3 Considerations for Getting a Loan in Retirement
There are a few options available to help fund retirement, each with its own set of pros and cons. Borrowing from a 401(k) plan, getting a home equity line of credit (HELOC), or taking out a cash-out refinance are all viable choices, but it’s important to understand the implications of each before making a decision.
Borrowing from a 401(k) plan may be the easiest option, but it’s also the least favorable. Not only will you have to pay back the loan with interest, but you’ll also be subject to income taxes on the amount borrowed. And, if you leave your job for any reason, the loan must be paid back immediately or it will be considered a withdrawal and subject to even more taxes.

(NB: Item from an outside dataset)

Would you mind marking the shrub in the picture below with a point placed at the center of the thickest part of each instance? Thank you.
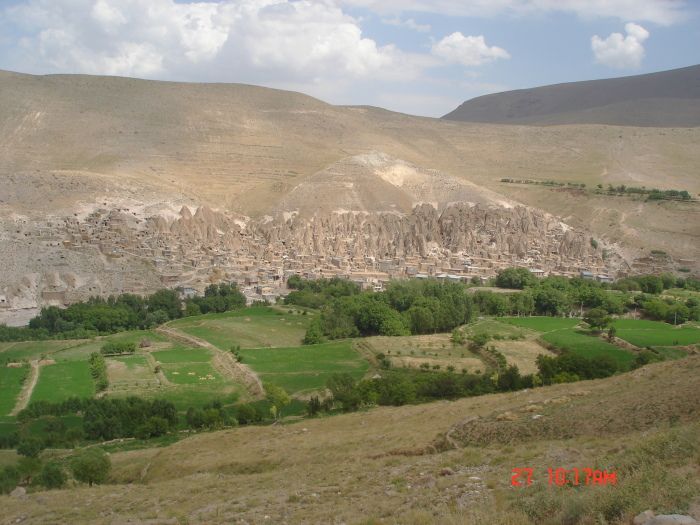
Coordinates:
(52, 475)
(91, 466)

A HELOC is a better option than a 401(k) loan, but it still has its drawbacks. With a HELOC, you’ll be able to borrow against the equity in your home and use the money for whatever you want. The interest rates are usually lower than those of credit cards or personal loans, and you may even be able to deduct the interest on your taxes. However, if you fail to make payments, you could lose your home.
A cash-out refinance is another option to consider. With a cash-out refinance, you take out a new loan for more money than you currently owe on your home. The difference is paid to you in cash, which you can use for any purpose. The interest rates on cash-out refinances are usually lower than those of HELOCs or credit cards, but you will have to go through the hassle and expense of getting a new mortgage.
Before deciding which option is best for you, be sure to consider all the implications and talk to a financial advisor to get help making the best decision for your unique situation.